PN even has calculated what Commodore Owais said "economic dividends" Pakistan would be reaping from CPEC. Once operational, the officer said, the Gwadar-Kashghar trade route would take the volume of $230 billion Sino-Africa trade to $600 billion by 2020. Similarly, 2013's $386 billion Sino-EU trade would balloon to $800 billion. "We maintain a balanced fleet to guard CPEC," Commander Hussaini said insisting, however, that "We don't want to go into an arms race with India".
Citing the doctrine of "credible deterrence" Pakistan has been boasting about to keep its conventional rivals at bay, the vice admiral said gone were the days when PN used to depend on enforcements from "Cherat" to deal with a military offensive. "We can't tell you everything but we have the confidence that we would do this (when time comes)," he said. Drawn to radicalisation within armed forces and the consequent attacks on naval installations in past, the commander said PN had a strong system in place to contain ideological threats like the self-declared Islamic State (IS). "I call it indoctrination".
But force is not the only mean the country's military and civilian establishments are employing to make Gwadar Port thus CPEC a success. At Amanullah Hall of PNS Akram, Commander Atif told reporters that deteriorated law and order, lack of education and health facilities and limited economic opportunities were major areas his force was working on to give the politically-alienated Baloch people a "sense of belonging".
"Our two-pronged strategy in Balochistan is based on security and social uplift," he said.
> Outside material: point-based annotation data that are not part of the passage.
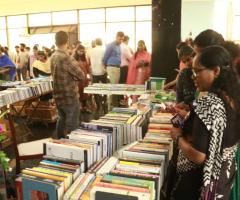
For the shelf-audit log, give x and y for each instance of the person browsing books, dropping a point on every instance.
(65, 72)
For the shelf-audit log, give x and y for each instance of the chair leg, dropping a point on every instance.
(18, 166)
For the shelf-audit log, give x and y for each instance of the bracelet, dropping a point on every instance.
(177, 139)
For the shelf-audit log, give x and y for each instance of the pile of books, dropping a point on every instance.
(49, 180)
(118, 178)
(122, 89)
(20, 91)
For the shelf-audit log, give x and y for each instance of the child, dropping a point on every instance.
(185, 86)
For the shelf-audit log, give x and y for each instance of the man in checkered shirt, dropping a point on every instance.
(66, 73)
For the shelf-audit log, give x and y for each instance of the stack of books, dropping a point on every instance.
(118, 178)
(49, 180)
(23, 90)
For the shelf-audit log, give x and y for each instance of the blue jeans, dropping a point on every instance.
(68, 118)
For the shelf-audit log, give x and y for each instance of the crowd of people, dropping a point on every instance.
(100, 64)
(208, 100)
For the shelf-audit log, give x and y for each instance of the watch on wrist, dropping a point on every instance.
(177, 139)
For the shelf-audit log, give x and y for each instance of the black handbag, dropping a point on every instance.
(170, 178)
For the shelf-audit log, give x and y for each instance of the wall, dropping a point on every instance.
(22, 6)
(196, 17)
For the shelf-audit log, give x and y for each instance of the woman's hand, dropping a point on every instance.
(182, 109)
(175, 132)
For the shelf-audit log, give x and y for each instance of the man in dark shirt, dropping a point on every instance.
(112, 59)
(186, 89)
(66, 73)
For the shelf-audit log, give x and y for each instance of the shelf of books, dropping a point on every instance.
(116, 89)
(123, 155)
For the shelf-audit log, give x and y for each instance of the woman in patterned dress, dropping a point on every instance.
(206, 164)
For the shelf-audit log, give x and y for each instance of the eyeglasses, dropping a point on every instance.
(197, 71)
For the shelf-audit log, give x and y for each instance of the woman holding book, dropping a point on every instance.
(206, 163)
(139, 66)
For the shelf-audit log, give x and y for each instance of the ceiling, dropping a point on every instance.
(16, 7)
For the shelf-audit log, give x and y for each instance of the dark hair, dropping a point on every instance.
(181, 44)
(185, 51)
(42, 53)
(136, 53)
(120, 34)
(233, 49)
(207, 38)
(23, 45)
(35, 48)
(99, 41)
(125, 38)
(61, 38)
(227, 81)
(80, 57)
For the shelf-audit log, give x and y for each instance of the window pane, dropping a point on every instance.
(17, 36)
(3, 37)
(46, 40)
(89, 32)
(19, 21)
(126, 27)
(236, 7)
(143, 13)
(236, 30)
(120, 14)
(65, 17)
(42, 19)
(144, 32)
(2, 23)
(92, 16)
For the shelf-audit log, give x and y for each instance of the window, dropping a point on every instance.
(120, 14)
(144, 32)
(19, 21)
(236, 30)
(42, 19)
(92, 16)
(89, 32)
(46, 40)
(3, 37)
(17, 36)
(2, 23)
(126, 27)
(143, 13)
(65, 17)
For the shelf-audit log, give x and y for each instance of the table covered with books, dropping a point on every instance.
(23, 99)
(124, 154)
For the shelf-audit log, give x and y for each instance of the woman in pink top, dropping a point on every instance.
(139, 66)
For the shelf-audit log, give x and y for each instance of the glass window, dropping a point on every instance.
(17, 36)
(120, 14)
(65, 17)
(126, 27)
(92, 16)
(46, 40)
(236, 30)
(3, 37)
(2, 23)
(41, 19)
(236, 7)
(144, 32)
(89, 32)
(19, 21)
(143, 13)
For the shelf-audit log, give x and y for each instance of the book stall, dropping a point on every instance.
(122, 155)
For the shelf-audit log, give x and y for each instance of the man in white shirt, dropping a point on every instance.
(126, 55)
(99, 73)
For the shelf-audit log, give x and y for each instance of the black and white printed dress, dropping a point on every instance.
(211, 129)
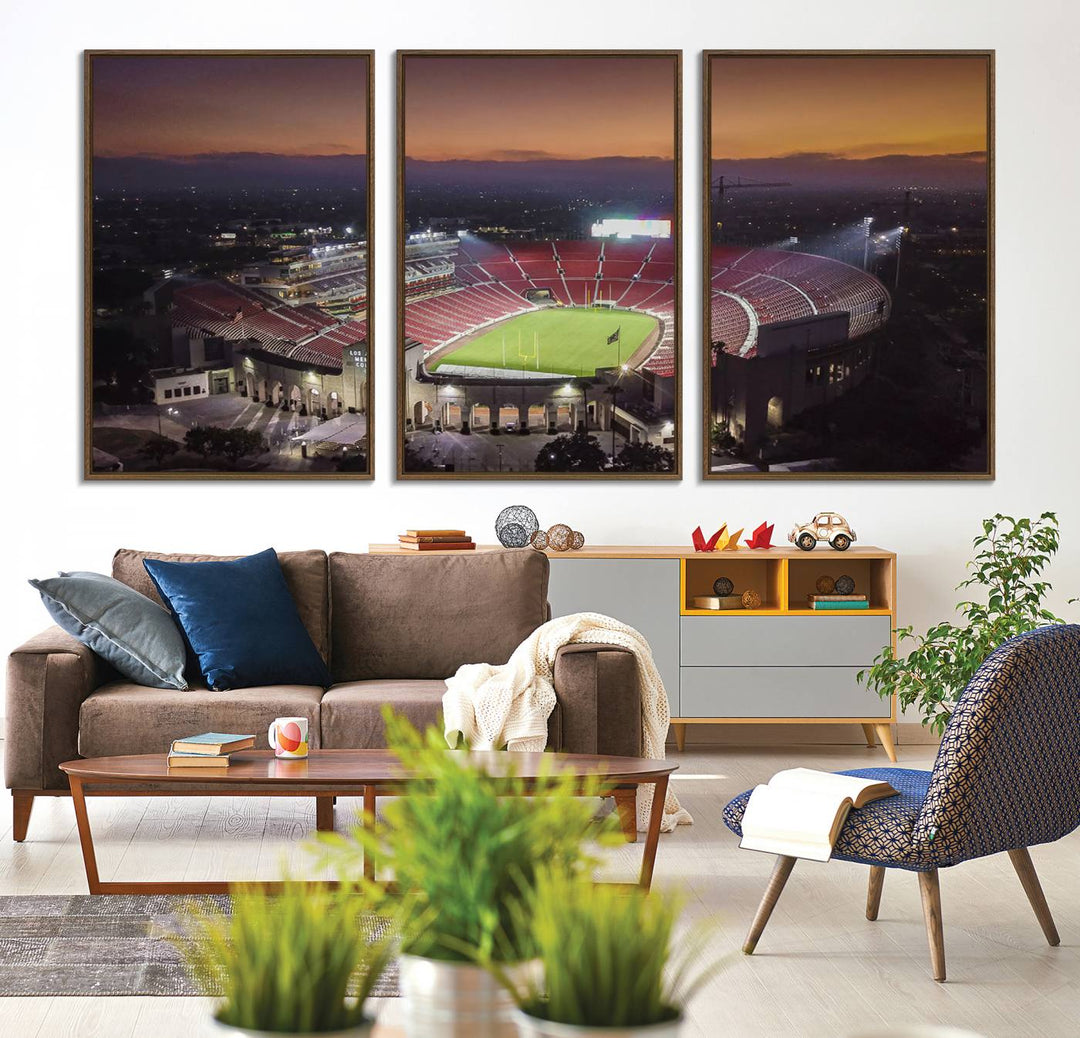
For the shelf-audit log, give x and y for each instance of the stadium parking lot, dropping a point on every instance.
(481, 452)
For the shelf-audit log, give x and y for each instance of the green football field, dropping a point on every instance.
(567, 341)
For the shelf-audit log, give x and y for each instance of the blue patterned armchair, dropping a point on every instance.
(1007, 777)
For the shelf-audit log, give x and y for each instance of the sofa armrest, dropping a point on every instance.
(599, 700)
(48, 679)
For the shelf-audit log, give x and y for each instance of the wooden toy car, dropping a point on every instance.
(825, 526)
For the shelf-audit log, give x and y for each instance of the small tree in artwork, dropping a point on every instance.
(577, 453)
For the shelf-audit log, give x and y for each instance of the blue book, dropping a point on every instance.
(213, 743)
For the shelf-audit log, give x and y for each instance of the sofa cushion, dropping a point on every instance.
(352, 712)
(241, 621)
(422, 617)
(123, 718)
(305, 574)
(136, 635)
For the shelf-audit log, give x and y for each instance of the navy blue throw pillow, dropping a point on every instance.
(241, 621)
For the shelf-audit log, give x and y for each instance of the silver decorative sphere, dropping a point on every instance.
(515, 526)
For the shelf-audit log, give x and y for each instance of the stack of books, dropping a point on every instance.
(210, 750)
(435, 541)
(838, 602)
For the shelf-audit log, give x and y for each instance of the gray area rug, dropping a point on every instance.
(106, 944)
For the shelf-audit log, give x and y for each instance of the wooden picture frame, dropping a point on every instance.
(564, 405)
(758, 423)
(319, 328)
Last three years or so, he recalled, saw PN having recruited about 1000 Baloch youth in its various cadres. The navy claims to have revised downward its education criterion for making these recruitments. "The recruitments were made on 40 percent marks, 20 percent down from the required 60 percent," the officer said. However, such inductees had to undergo a six-month pre-joining training.
Two Baloch officers, from Turbat and Panjgur, were inducted in navy recently, said Commander Atif. "The number of Baloch officers is increasing," he said. Besides, according to Lieutenant Commander Faizul Bari, in March-April three-week NCC trainings were also imparted to the students of Government Degree College Gwadar and GDS School to create a soft image of the armed forces.
What about insurgency? The government is paying Rs 500,000 to each of the Baloch insurgents laying his weapons down voluntarily. "This is to enable them (surrendered militants) start a business to make sustenance," an officer, requesting anonymity, told Business Recorder. Base Commander Turbat Captain Zahid Shah claims locals had started recognizing the positives Gwadar Port offered, especially after the development of CPEC.
On August 14 last it was for the first time that the 69th Independence Day celebrations were held in the insurgency-hit province's "civilian areas". "Such show of patriotism in Balochistan believed to be a rare sight," said Commander Bari recalling last Pakistan Day gala. "They were in thousands. Both men and women," he was visibly excited.
Commander Atif claimed that militancy had only confined to Turbat and Awaran districts. "One brigade is coming to take care of these areas," he said. "If they voluntarily surrender they would be offered jobs and other incentives". Otherwise, these reporters assume, the number of missing persons in Baluchistan would keep rising.